OpenAI launches GPT-4 with better accuracy, claims it can beat 90% of humans on the SAT
After a hugely successful launch of its ChatGpT in November, OpenAI today announced the launch of the latest version of its primary large language model, GPT-4. Unlike its predecessors, OpenAI said the new GPT-4 is a large multimodal model that can solve difficult problems with greater accuracy, adding that GPT-4 is the company’s most advanced system to date, producing safer and more useful responses.
Thanks to its broader general knowledge and problem-solving abilities, the Microsoft-backed AI startup said the new GPT-4 exhibits “human-level performance” on many professional tests. In one test, OpenAI claimed that GPT-4 performed at the 90th percentile on a simulated bar exam, the 89th percentile on the SAT Math exam, and the 93rd percentile on an SAT reading exam.
The company also took to social media to announce the new release.
Announcing GPT-4, a large multimodal model, with our best-ever results on capabilities and alignment: https://t.co/TwLFssyALF pic.twitter.com/lYWwPjZbSg
— OpenAI (@OpenAI) March 14, 2023
ChatGPT-4 is also “larger” than previous versions. This mean means it has been trained on larger datasets and has more weights in its model file, which also makes it more expensive to run as well. Microsoft said on Tuesday that Bing’s AI chatbot also uses GPT-4.
In a blog post on its website, OpenAI also shared a side-by-side comparison of ChatGPT and GPT-4 to show how GPT-4 surpasses ChatGPT in its advanced reasoning capabilities.
OpenAI also explained that it used Microsoft Azure to train the model. As we reported on multiple occasions, Redmond-based Microsoft a $1 billion in 2019 followed by another $10 billion in exchange for a 49% stake in the company.
In just two months after its launch, ChatGPT went from an obscure AI tool to reaching 100 million monthly active users in January, making it the fastest-growing consumer application in history. The sudden success of ChatGPT has put more pressure on other tech companies including Google, Baidu, and Alibaba, to launch their own ChatGPT-like tools.
Two years ago, OpenAI shocked the world with the launch of its Generative Pre-trained Transformer 3 (popularly known as GPT-3), an autoregressive language prediction model that uses deep learning to produce human-like text on demand.
OpenAI first described GPT-3 in a published a research paper published in May 2020. With a whopping 175 billion trainable parameters that require 800 GB of storage, GPT-3 has been dubbed the most powerful language model ever. Since then, GPT-3 has served as the underlying backbone for AI content platforms like Jasper.AI, which enables creators to create original content, and images 10 times faster than humans.
Generative Pre-training Transformer (GPT) is a type of language model developed by OpenAI. It is a neural network-based model that is trained to generate human-like text by predicting the next word in a sequence based on the words that come before it. ChatGPT and other generative AI tools use a large language model (LLM) technique to generate text in a chat-like or conversational style.
The popularity of OpenAI ChatGPT has now led to a boom in the adoption of generative artificial intelligence (AI) and big tech companies and small startups alike are in a race to integrate it into their products. Since its launch in November, ChatGPT has impressed many experts with its writing ability, software coding, proficiency in handling complex tasks, and its ease of use.

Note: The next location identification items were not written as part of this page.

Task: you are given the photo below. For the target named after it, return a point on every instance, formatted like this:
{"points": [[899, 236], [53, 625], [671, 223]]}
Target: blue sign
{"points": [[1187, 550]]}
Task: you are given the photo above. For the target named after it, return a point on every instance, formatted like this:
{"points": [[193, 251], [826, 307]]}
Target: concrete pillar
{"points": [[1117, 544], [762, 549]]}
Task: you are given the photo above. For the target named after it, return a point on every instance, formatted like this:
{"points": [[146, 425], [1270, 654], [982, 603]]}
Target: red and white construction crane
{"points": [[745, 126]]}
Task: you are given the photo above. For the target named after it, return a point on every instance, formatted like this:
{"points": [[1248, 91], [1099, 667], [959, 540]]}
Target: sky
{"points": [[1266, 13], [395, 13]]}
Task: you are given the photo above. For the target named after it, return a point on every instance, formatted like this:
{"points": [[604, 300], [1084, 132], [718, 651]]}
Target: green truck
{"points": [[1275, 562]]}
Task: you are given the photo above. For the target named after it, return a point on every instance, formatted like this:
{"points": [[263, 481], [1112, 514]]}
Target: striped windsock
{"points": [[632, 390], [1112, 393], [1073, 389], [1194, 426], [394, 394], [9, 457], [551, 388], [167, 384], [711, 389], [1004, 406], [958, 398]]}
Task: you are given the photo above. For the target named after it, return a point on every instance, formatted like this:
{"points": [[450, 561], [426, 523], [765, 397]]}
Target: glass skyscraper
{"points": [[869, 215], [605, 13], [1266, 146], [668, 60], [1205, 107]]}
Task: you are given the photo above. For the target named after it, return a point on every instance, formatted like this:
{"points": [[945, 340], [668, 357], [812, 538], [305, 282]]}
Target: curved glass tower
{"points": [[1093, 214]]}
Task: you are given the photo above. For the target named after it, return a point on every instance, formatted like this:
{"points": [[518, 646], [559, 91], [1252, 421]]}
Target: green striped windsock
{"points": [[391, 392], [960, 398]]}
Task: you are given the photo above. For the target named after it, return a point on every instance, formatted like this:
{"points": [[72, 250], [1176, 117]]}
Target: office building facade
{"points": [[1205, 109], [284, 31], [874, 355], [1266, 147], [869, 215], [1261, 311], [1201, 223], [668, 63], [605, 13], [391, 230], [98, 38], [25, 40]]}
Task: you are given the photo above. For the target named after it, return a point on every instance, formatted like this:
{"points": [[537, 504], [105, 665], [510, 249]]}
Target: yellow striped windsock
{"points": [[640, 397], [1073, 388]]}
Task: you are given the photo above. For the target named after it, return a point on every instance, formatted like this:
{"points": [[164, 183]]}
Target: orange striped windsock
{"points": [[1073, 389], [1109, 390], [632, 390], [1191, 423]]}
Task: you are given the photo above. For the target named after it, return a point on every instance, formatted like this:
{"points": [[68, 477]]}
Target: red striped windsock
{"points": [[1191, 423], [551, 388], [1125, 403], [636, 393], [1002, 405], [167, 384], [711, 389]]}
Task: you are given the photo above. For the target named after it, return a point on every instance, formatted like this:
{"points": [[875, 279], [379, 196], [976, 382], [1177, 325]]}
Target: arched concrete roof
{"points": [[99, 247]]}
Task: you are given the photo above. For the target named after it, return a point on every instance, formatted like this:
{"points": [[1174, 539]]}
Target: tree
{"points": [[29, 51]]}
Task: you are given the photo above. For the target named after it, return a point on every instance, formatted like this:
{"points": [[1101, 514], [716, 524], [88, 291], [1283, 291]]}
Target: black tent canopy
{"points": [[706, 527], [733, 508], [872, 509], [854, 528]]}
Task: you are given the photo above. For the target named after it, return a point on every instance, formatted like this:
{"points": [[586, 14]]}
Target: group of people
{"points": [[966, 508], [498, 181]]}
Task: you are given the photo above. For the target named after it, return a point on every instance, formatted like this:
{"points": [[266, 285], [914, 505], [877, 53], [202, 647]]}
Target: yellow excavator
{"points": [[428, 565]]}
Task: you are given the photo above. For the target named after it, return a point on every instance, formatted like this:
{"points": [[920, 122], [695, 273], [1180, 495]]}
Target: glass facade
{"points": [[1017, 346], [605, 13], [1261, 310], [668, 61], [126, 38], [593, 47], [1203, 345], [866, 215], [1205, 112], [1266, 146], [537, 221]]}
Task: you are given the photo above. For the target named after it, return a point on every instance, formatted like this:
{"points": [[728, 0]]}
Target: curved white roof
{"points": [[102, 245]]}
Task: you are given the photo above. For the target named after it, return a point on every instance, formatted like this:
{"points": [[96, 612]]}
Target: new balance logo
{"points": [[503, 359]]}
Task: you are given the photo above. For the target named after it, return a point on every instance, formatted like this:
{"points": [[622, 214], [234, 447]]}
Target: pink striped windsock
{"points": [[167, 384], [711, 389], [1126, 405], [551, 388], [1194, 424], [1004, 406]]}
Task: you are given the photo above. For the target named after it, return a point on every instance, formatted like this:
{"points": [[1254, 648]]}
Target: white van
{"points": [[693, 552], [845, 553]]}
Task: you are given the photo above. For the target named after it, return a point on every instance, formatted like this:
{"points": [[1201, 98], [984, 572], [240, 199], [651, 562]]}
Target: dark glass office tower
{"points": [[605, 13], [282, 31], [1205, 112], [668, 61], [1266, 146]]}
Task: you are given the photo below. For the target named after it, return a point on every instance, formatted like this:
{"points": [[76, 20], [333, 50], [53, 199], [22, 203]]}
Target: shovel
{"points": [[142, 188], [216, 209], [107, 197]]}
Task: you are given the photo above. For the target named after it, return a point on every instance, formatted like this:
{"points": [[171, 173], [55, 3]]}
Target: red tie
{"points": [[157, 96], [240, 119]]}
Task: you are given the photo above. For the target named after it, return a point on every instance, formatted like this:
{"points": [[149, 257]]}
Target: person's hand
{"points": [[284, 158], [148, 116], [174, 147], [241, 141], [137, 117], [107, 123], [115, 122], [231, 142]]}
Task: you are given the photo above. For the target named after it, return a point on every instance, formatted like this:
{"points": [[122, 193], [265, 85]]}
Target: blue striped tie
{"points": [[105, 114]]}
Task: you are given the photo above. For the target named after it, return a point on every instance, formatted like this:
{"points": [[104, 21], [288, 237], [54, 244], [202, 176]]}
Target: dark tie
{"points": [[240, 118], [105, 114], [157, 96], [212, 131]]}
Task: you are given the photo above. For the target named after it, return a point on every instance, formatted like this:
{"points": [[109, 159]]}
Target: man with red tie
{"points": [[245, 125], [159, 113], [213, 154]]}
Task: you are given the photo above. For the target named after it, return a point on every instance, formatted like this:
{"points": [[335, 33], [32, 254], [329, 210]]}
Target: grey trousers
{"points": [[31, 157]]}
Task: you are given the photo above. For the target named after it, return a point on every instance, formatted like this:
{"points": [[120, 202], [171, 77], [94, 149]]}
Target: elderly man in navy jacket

OpenAI says the new model will produce fewer factually incorrect answers, and in some cases, even perform better than humans on many standardized tests. However, OpenAI cautions that while the new software shows promise, it is not flawless and falls short of human capabilities in several scenarios.
A significant issue with the software is “hallucination,” which refers to its tendency to generate fabricated information. Furthermore, the software is not consistently reliable in terms of factual accuracy and may persist in asserting its correctness even when proven wrong.
“GPT-4 still has many known limitations that we are working to address, such as social biases, hallucinations, and adversarial prompts,” the company said in a blog post.
“In a casual conversation, the distinction between GPT-3.5 and GPT-4 can be subtle. The difference comes out when the complexity of the task reaches a sufficient threshold—GPT-4 is more reliable, creative, and able to handle much more nuanced instructions than GPT-3.5,” OpenAI added.